Dr Ignacia Arteaga (Philomathia Post-Doctoral Research Associate, Department of Social Anthropology) [2020-21]
Francesca Dakin (Research Assistant, The Healthcare Improvement Studies Institute, University of Cambridge) [2020-21]
Dr Yuliya Hilevych (Visiting Research Associate, Faculty of History and the Reproductive Sociology Group) [2018-21]
Dr Karolina Kuberska (The Healthcare Improvement Studies (THIS) Institute, University of Cambridge) [2019-21]
Isabelle Le Gallez (Interdisciplinary Fellow, The Healthcare Improvement Studies Institute and Legal Research Associate, Faculty of Law) [2020-21]
Dr Caroline Rusterholz  (Wellcome Trust Research Fellow, Faculty of History) [2018-21]

Dr Yuliya Hilevych is a Senior Lecturer and Deputy Programme Leader for Sociology at the University of Lincoln, and an Affiliated scholar at the Reproductive Sociology Research Group (ReproSoc) at the University of Cambridge. She combines historical and sociological approaches to the study of reproduction, social relations, and demographic and health policies across time and space. Previously Yuliya was a British Academy Newton International Fellow at the Faculty of History. Yuliya is a co-founder of the Health, Medicine and Agency Network.

 

Dr Karolina Kuberska is a Research Associate at The Healthcare Improvement Studies (THIS) Institute at the University of Cambridge. The core of Karolina’s research interests and expertise falls within the scope of medical anthropology, with a specific focus on understandings of health, wellbeing, and healthcare. Recognising the value of qualitative studies that privilege individual people’s experiences, she is committed to interdisciplinary research that is able to impact lives in meaningful ways.

 

Caroline Rusteholz is a Wellcome Trust Research Fellow at the Faculty of History. She is a co-founder and co-convenor of Health Medicine and Agency. Her work brings a rigorous, interdisciplinary approach to major problems in the social history of medicine, history of sexual health and reproductive politics in 20th Century Europe.

 

 

Francesca Dakin became a co-convenor of the Research Network Health, Medicine and Agency in 2020. She is a Social Anthropologist and researcher at THIS Institute in the University of Cambridge’s Department of Public Health and Primary Care. She received her MPhil in Social Anthropology from the University of Cambridge in 2019. Her current work takes a qualitative approach to improving maternity care, adapting antenatal care to a remote setting, and investigating the legal, institutional and ethical drivers that affect how differential diagnoses are made, communicated and recorded in acute care.

 

Dr Ignacia Arteaga is joining the Health Medicine Agency network in 2020 after having participated in some of the events during 2019. She is a social anthropologist who specialises in Medical Anthropology, looking at practices of cancer detection and care in the UK. Currently, she is the Philomathia postdoctoral research associate in the Anthropology of Medicine and Care in Cambridge, having received her PhD and MSc from University College London.
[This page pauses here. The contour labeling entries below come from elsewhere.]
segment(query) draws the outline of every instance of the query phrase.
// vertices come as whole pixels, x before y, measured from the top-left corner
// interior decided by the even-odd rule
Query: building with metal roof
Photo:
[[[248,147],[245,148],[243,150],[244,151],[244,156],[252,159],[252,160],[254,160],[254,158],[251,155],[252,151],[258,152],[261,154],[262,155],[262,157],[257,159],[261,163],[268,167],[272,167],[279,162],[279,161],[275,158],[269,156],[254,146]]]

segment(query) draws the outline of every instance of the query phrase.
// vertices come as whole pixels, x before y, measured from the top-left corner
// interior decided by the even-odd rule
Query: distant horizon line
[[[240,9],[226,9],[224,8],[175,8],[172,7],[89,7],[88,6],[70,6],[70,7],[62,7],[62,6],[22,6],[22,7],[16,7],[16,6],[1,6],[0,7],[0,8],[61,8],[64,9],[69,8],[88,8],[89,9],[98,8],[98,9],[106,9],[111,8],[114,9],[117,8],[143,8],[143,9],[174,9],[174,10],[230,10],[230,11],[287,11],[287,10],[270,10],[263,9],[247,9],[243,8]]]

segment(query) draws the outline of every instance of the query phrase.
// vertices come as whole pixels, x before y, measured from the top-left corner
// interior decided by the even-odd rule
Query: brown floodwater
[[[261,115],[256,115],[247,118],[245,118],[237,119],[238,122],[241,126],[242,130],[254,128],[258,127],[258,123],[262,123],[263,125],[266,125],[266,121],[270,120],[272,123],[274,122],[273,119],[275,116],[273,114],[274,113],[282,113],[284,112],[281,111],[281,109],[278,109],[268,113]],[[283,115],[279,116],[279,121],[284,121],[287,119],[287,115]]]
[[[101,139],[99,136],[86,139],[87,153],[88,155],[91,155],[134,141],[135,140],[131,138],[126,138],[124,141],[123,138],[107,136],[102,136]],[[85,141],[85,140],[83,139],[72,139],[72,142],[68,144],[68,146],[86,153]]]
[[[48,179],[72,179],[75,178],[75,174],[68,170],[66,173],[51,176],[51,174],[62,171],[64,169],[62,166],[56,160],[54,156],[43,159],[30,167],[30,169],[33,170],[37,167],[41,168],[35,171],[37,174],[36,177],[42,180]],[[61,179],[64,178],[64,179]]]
Ignacia has organised multiple conference panels in international conferences on the themes of anthropologies of care, such as the AAA and ASA, and given more than 12 presentations about her PhD research during the last four years. Ignacia has also led the organisation of two multidisciplinary workshops on cancer values (UCL, 2018), and cancer stratification practices (U. of Cambridge 2019) raising funds from UCL Cancer Network, UCL Octagon Fund and the Foundation for the Sociology of Health and Illness. Ignacia is currently co-organising a third workshop on Perspectives of Risk and Care among hard-to-reach communities in Cambridgeshire, funded by Cancer Research UK.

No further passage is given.